Armarsi di pazienza. Quando si avvia una tartufaia si fa una scommessa sul futuro, visto che non c'è modo di avere la certezza che fungo e pianta mantengano nel tempo un rapporto simbiotico in modo da portare il tartufo a produrre corpi fruttiferi. Quello che non bisogna fare è abbandonare l'impianto dopo i primi anni, perché ce ne possono volere anche sei o dieci prima che si vedano i primi frutti.

"A differenza che in un frutteto normale, dove i frutti crescono sulla chioma e sono ben visibili, nel caso del tartufo tutto avviene sotto terra, lontano dagli occhi dell'agricoltore. L'incertezza è massima e l'unico modo per l'agricoltore per giungere a risultati produttivi è affrontare questa coltura con le adeguate competenze o rivolgersi ad agronomi specializzati. Per la raccolta ci si deve poi affidare al fiuto di un cane da tartufo, che è ancora lo 'strumento' più affidabile e veloce per trovare i corpi fruttiferi", spiega Zambonelli.

E' necessario prendersi cura della tartufaia, anche con potature di allevamento
E' necessario prendersi cura della tartufaia, anche con potature di allevamento
(Fonte foto: Progetto di valorizzazione del Tartufo della Marca di Camerino)
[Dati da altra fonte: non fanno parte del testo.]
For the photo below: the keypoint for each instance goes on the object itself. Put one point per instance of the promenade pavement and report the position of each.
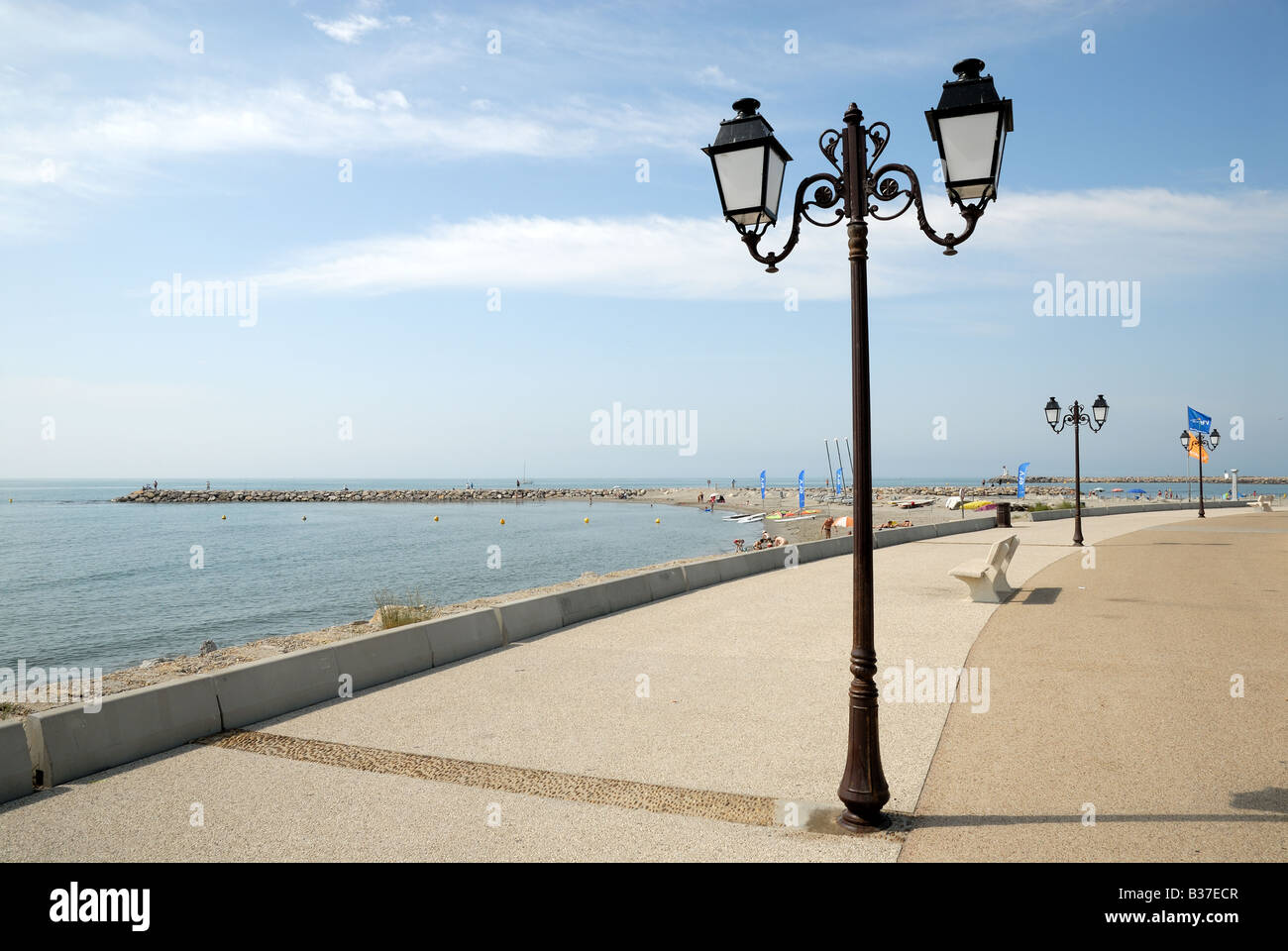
(697, 728)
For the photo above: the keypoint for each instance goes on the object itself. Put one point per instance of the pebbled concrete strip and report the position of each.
(729, 806)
Diversificazione. Viste le difficoltà che si possono avere nella realizzazione di una tartufaia ed i tempi lunghi di attesa produttiva, è bene che questa attività venga intesa come una diversificazione del reddito aziendale e non come la principale fonte di entrate. Non bisogna poi sottovalutare le esternalità positive che una tartufaia porta con sé, soprattutto per quelle aziende agricole che hanno a che fare con i turisti. Impiantare una tartufaia significa avere un piccolo bosco, piacevole anche da guardare, e soprattutto che può essere tagliato, visto che viene riconosciuto dalla legge a tutti gli effetti come una attività agricola.

Informarsi. Prima di lanciarsi nell'avventura di impiantare una tartufaia è necessario approfondire il tema ed essere preparati. Si può partire consultando i siti dell'Associazione nazionale tartufai italiani o della Federazione italiana tartuficoltori associati. Ci sono poi molti libri a riguardo e alcune regioni hanno pubblicato delle dispense focalizzate sul proprio territorio. Infine i vivai possono essere una importante fonte di consigli e seguire l'agricoltore nella fase di pre e post-impianto.